Contour plot: Use the $(\lambda_1, \lambda_2, L(w(\lambda_1, \lambda_2)))$ data to draw a 2D contour plot. (using functions like contour or tricontourf from matplotlib)

The contour map visually shows the local geometry of the loss surface and can also be used to analyze the behavior of optimization algorithms by displaying their trajectories.

Code

import torch
import numpy as np
import torch.nn as nn
from torch.utils.data import DataLoader, Subset
from dldna.chapter_05.visualization.loss_surface import hessian_eigenvectors, xy_perturb_loss, visualize_loss_surface, linear_interpolation
from dldna.chapter_04.utils.data import get_dataset
from dldna.chapter_04.utils.metrics import load_model
from dldna.chapter_05.optimizers.basic import SGD, Adam

# Device configuration
device = torch.device("cuda" if torch.cuda.is_available() else "cpu")

# Get the dataset
_, test_dataset = get_dataset(dataset="FashionMNIST")
# Create a small dataset
small_dataset = Subset(test_dataset, torch.arange(0, 256))
data_loader = DataLoader(small_dataset, batch_size=256, shuffle=True)
loss_func = nn.CrossEntropyLoss()

trained_model, _ = load_model(model_file="SimpleNetwork-ReLU.pth", path="tmp/models/")
# trained_model, _ = load_model(model_file="SimpleNetwork-Tanh.pth", path="tmp/models/")

trained_model = trained_model.to(device)


# pyhessian
data = []  # List to store the calculated result sets
top_n = 4  # Must be an even number.  Each pair of eigenvectors is used.  2 is the minimum.  10 means 5 graphs.
top_eigenvalues, top_eignevectors = hessian_eigenvectors(model=trained_model, loss_func=loss_func, data_loader=data_loader, top_n=top_n, is_cuda=True)

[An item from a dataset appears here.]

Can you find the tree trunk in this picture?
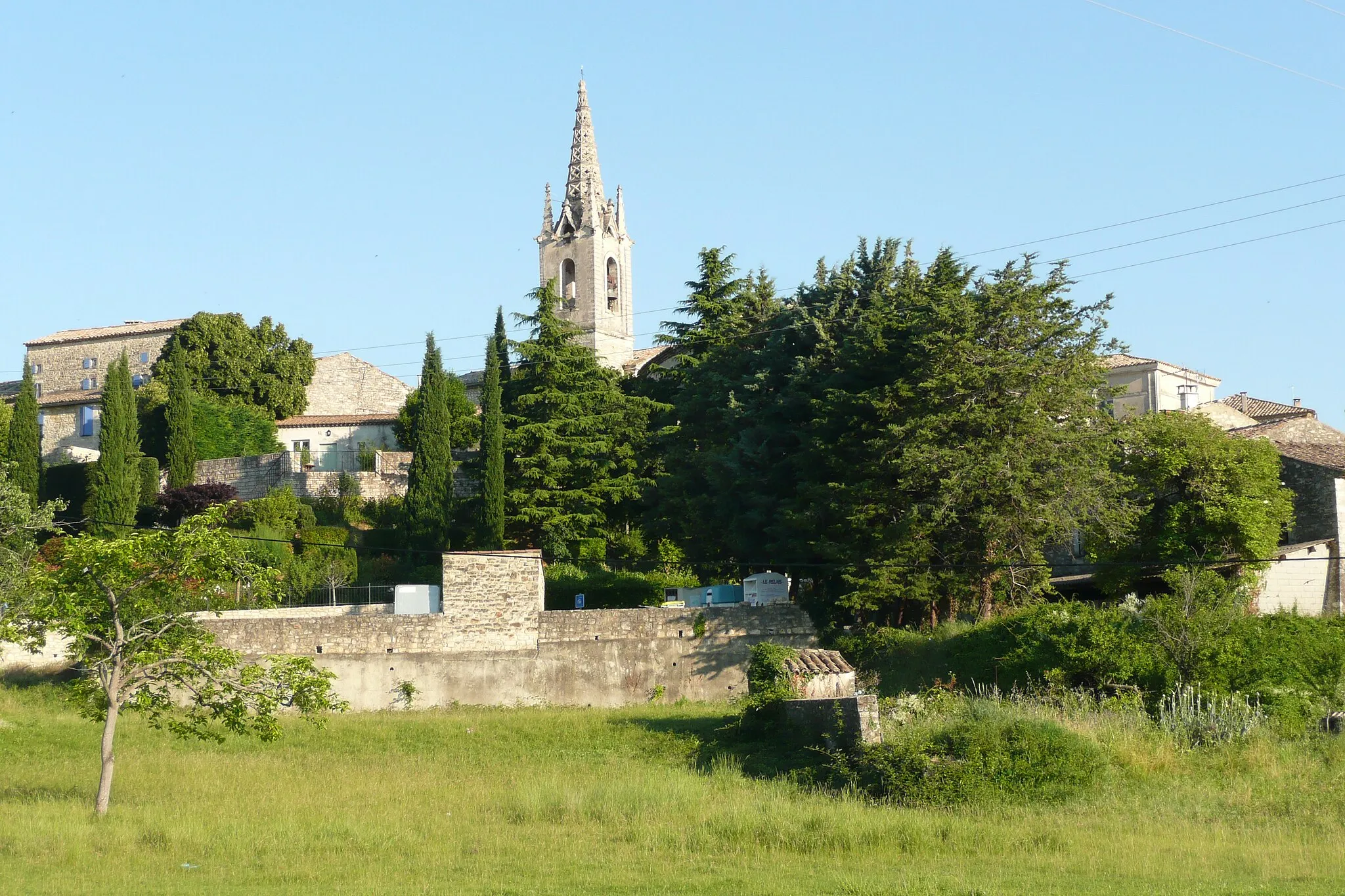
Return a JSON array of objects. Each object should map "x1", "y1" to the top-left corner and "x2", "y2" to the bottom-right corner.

# Define the scale with lambda.
lambda1, lambda2 = np.linspace(-0.2, 0.2, 40).astype(np.float32), np.linspace(-0.2, 0.2, 40).astype(np.float32)

# If top_n=10, a total of 5 pairs of graphs can be drawn.
for i in range(top_n // 2):
    x, y, z = xy_perturb_loss(model=trained_model, top_eigenvectors=top_eignevectors[i*2:(i+1)*2], data_loader=data_loader, loss_func=loss_func, lambda1=lambda1, lambda2=lambda2, device=device)
    data.append((x, y, z))

_ = visualize_loss_surface(data, "ReLU", color="C0", alpha=0.6, plot_3d=True)
_ = visualize_loss_surface(data, "ReLU", color="C0", alpha=0.6, plot_3d=False) # Changed "ReLu" to "ReLU" for consistency

/home/sean/anaconda3/envs/DL/lib/python3.10/site-packages/torch/autograd/graph.py:825: UserWarning: Using backward() with create_graph=True will create a reference cycle between the parameter and its gradient which can cause a memory leak. We recommend using autograd.grad when creating the graph to avoid this. If you have to use this function, make sure to reset the .grad fields of your parameters to None after use to break the cycle and avoid the leak. (Triggered internally at ../torch/csrc/autograd/engine.cpp:1201.)
  return Variable._execution_engine.run_backward(  # Calls into the C++ engine to run the backward pass

Contour maps provide more detailed information about local areas than simple linear interpolation. While linear interpolation shows the change in loss function values along a one-dimensional path between two models, contour maps visualize the change in loss functions on a two-dimensional plane with the selected two directions ($\lambda_1$, $\lambda_2$) as axes. This allows us to identify subtle changes in the optimization path, local minima in surrounding areas that could not be identified by linear interpolation, the existence of saddle points, and barriers between them.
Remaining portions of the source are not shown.